Circumstances demanded that I launch an alternative philosophical canoe double-quick. My inner-life –that jealously protected territory- was no longer a familiar playground but a desert island viewed from a sinking ship. I felt robbed of the one thing I treasured most — the freedom to be apart.
Despite the increasingly demented attempts of the authorities to police the empty hillsides in the name of ‘public health’ I took to walking, stomping up to the highest points I could reach. A lucky man might find solace waiting in the clouds and if not, well at the least the air was fresh.
These walks became longer and more frequent. My spirit rallied as my legs grew strong. If no great balm descended from the clouds it sure as hell rained often enough to remind me that solace isn’t a treat you can find under a rock or order from Amazon. As weeks turned into months and the entire country teetered on the brink of a collective nervous breakdown, I began to see the funny side of our predicament. When consent falls off the menu, it’s tempting to see control as a saviour’s prerogative. On the other hand, when dissent is your default, it’s tempting to view detachment as an anti-hero’s virtue. Now the government’s entrail-readers and modelling-wizards had made it compulsory, my dream of noble otherness looked a bit more like a smug conceit.
Yet my long-cherished divorce from all things mainstream had, without my knowing, buttressed the pillars of ego and superego that have never failed to keep a roof of optimism over my head. One day a feeling crept in which I immediately recognised: the warm reassurance that spreads when a flame of resolve, be it ever so small, is flickering somewhere inside you.
When clarity finally returned I was, to my surprise, looking down the’ wrong’ end of the telescope. When you are in you are in. Such a colossal effort had been put into amplifying our fears, I had unwittingly tiptoed over the edge of unreason into attachment. This could not, of course, be any more than a brief encounter, but the opportunity was just too good to miss. So I took a very deep breath followed by a very close look at the society which had somehow recaptured me.
I’ll try not to dwell on it because I cannot dwell in it. I found myself confronted by a glittering chaos, an awesome, ornamental confusion of purposes. I was amazed how very insubstantial the huge things seemed. Great holes had been torn in the norms and expectations. Strange imitations of life were being enacted on every corner. I looked into the void that can open at our feet–as we all know- any second of the day. I saw (too clearly) the pop-up carnivals of vacuous, virtual joy offered in hollow compensation for the desperate shortage of care and compassion.

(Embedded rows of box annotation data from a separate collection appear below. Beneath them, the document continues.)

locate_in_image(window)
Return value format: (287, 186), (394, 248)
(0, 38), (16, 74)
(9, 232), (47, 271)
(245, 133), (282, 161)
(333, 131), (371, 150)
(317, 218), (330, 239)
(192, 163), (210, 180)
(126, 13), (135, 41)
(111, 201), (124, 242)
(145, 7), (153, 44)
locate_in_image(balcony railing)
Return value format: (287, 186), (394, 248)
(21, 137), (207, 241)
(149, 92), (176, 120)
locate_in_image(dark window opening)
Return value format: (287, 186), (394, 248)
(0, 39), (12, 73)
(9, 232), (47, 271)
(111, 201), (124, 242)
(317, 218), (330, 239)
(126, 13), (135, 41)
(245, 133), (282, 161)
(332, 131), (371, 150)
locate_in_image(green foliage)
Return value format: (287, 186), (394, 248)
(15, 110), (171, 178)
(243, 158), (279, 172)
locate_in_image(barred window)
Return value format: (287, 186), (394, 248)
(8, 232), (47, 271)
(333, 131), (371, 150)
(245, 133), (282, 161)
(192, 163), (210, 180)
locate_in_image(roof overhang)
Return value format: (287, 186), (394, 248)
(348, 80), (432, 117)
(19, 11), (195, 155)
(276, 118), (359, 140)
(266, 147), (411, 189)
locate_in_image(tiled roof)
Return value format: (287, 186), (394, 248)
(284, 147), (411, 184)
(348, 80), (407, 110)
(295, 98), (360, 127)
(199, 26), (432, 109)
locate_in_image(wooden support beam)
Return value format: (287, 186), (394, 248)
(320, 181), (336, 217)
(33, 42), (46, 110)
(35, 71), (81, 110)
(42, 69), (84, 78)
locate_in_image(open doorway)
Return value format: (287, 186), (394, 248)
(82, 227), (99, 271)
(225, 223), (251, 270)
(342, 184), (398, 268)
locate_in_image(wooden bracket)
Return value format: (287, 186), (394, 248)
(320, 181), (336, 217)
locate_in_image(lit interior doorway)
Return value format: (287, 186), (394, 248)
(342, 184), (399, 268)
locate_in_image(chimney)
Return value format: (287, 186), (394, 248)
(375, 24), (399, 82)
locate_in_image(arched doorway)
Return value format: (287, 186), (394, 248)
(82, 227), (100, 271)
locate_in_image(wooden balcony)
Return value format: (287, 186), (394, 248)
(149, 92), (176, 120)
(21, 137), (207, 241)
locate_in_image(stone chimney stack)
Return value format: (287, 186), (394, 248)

That long-awaited moment of decision had arrived and the answer was no. No, I will not transplant my soul to play this game. I have no desire to join the ranks of the empty-hearted who wander like ghosts among the digital rubble-heaps where moral certainties once stood, towering above us. I indulged the terrible vice of talking aloud to myself: I’m out of this, Jack, and I ain’t coming back.

Quite a lot has happened since then; a thorough, very localised reset that has opened my treasure-chest of hope and pushes me out of bed early into the mornings I enjoy more than ever before. I am still carrying the same heavy backpack of flaws but complacency isn’t in there. There will always be a reason to take another step, even if I am unsure of the direction. For one thing, it’s a lot harder for the slings and arrows to hit a moving target. And as I found out, if you stand still long enough the chances are something big will come along and roll right over you.